Marine Stewardship Council is an independent non-profit organization that sets a standard for sustainable fishing, commonly seen as a blue label in Whole Foods’ fish, is one of the gauges despite some controversy a few years ago for over-labeling fish due to financial interests (Zwerdling, 2013).
The Environmental Working Group (ewg.org) has a great guide too to further explain the multitude of labels for fish, as well as meat, poultry, and eggs.
On traceandtrust.com one can find restaurants that only allow places to be recommended if their food was raised by farmers, and caught by a fisherman in sustainable ways.
How To Find Healthy Seafood
Consuming the healthiest food possible can seem intimidating when regulations seem as vague or confusing as when we stand in front of an open refrigerator expecting certain foods to magically appear (and then they don’t). In the meantime, we can be mindful that this is present, and become an informed consumer. Inquire about the kind of fish, if it’s wild caught or farmed, and when/where/how it was caught are all good places to begin.
Here are some tried and tested rules to follow:
If a fish seems too cheap, then it probably is and moves on to another selection (aka too good to be true).
If you’re at a store or market, purchase the whole fish (they’ll usually prepare it for you) because it’s very difficult (unless they have really good glue or sewing skills) to swap out different parts (Oceana, 2013).
Consider buying directly from a fisherman or local fishery, and/or talk with your regular restaurants about their practices.
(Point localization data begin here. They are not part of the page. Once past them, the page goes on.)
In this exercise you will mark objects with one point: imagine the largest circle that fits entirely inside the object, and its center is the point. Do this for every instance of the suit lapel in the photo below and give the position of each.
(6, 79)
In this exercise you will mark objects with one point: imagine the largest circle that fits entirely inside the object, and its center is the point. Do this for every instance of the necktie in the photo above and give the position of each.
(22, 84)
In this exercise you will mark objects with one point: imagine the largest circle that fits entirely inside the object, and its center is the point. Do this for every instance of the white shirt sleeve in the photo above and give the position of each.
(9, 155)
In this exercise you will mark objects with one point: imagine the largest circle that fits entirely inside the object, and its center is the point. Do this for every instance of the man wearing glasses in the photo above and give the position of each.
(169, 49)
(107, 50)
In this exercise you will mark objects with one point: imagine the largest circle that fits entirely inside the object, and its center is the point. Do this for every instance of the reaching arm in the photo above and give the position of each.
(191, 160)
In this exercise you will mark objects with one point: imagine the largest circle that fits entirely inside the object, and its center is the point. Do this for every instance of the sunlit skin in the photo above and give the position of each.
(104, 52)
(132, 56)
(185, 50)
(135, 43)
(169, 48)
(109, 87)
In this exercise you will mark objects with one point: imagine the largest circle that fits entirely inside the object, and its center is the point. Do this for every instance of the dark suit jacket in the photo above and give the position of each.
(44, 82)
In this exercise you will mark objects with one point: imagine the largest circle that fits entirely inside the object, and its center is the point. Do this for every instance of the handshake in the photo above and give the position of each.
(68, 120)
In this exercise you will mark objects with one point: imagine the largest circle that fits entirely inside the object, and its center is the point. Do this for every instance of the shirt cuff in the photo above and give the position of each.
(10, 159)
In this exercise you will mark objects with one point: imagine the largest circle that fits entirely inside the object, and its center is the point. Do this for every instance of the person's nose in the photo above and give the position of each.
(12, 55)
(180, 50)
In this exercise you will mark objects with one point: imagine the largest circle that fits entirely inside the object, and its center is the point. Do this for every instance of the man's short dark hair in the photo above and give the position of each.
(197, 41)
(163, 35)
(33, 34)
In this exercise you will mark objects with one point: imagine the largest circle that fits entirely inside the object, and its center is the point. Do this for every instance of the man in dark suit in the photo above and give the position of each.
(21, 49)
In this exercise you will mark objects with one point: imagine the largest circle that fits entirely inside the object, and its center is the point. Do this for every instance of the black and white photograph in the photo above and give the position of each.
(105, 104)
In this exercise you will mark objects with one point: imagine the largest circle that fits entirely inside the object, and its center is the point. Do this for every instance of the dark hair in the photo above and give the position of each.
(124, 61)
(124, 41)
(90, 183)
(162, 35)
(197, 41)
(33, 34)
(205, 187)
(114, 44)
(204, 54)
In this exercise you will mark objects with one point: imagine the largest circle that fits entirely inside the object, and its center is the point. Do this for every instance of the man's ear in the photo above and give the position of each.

Perhaps with enough people, they may even begin carrying sustainable fish if they are not already!
There’s a balance between being informed (or too informed) and turning a blind eye to present corruption. It’s evidenced in fish, meat/poultry, and eggs, and one can delve deeper to assess the foods that these animals are being fed. Poor regulation is also found in our beauty, cleaning, and skincare products where cancer-causing and hormone-disrupting chemicals are very much present. On a more positive note, our bodies can also be very resilient to our environment, though removing burdens when possible will not only benefit any present health concerns but also double as preventative care.